Part of what we do here at Netfront is work with not-for-profit organisations to develop online tools for Randomised Control Trials or RCT’s projects.
This development work includes build apps, and clinical trial software for websites that provide information as well as capture important data for research and development on health and social issues, conducted in research clinical trials. Our growing portfolio features our collaboration with universities across Australia. Some more recent examples of what we have done can be found below:
- EFAR Australia Pilot Trial
A new web-based approach to providing patient care, conducted by researchers from the University of New South Wales, Flinders University and Bond University. This study will trial a website which has been designed by General Practitioners (GPs) and other health professionals to help participants reflect on their drinking habits and the possible impact it might be having on their wellbeing. It will also provide recommendations on dealing with their drinking behaviours.

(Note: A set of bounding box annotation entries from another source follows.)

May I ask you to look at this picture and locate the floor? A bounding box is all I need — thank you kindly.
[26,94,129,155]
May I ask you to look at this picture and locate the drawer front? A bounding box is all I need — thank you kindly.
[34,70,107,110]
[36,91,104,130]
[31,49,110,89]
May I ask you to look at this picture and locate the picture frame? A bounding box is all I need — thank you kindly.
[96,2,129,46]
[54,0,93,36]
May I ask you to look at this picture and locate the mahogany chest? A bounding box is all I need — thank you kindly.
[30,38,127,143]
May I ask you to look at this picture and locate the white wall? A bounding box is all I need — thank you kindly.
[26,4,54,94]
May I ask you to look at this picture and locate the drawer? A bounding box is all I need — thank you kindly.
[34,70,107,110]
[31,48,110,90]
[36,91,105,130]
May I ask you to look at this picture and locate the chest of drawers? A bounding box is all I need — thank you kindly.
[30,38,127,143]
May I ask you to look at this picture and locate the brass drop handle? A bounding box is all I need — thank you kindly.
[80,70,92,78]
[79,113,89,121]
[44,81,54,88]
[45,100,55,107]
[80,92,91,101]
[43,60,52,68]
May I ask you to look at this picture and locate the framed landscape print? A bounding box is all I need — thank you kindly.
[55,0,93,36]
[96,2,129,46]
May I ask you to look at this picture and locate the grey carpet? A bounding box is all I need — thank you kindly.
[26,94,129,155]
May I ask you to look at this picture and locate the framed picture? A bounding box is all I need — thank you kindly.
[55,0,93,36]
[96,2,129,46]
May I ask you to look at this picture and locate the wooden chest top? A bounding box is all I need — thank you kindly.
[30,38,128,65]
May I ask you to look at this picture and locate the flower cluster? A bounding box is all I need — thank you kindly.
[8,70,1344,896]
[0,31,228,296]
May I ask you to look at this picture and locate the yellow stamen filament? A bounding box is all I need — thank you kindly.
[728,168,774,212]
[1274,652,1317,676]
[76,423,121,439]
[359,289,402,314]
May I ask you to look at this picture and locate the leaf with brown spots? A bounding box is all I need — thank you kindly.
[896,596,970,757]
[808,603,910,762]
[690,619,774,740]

Participants are referred by their GPs, and undertake screeners and questionnaires, to assess their drinking habits, with a follow-up interview conducted later.
- Activate Study
A behavioural activation treatment for depression and substance use disorders, and built especially for use as a RCT research tool. The website is highly customisable and flexible, allows the creation, editing and fine-tuning of questionnaires as required, with a useful data export feature that collates data into Excel for researchers. It is also designed to be responsive, meaning the questionnaires can be conducted on all mobile devices including the iPad, the primary interface tool used in this study.
- CSC Study
A prevention pilot run in conjunction with UNSW, QUT and Curtin. The CSC Study aims to investigate the effects of an internet-based substance use and mental health prevention program for adolescents. Used by participating schools, students view cartoon lessons in several modules such as alcohol, alcohol and cannabis, and anxiety and depression. Students then complete a survey, the results of which can be exported in an Excel spreadsheet.
As a result of our work, we are experienced with:
Designing a site to be accessible for handicapped users, such as embedding a YouTube video according to Vision Australia’s guidelines;
- WAI-ARIA and Schemas
WAI-ARIA and schemas are mark-up code that provide additional descriptions and labelling for use by assistive technologies, such as screen readers for the visually impaired;
Ensuring that the site views and works on all screen resolutions and devices;
- Web Content Accessibility Guide (WCAG)
A set of best practices and guidelines relating to accessibility which are mandatory guild lines for Australian government sites.
Implementing these measures positively impacts on how we approach design and layout. Information (and the Internet) wants to be free, and we are committed to provide accessible websites for all users.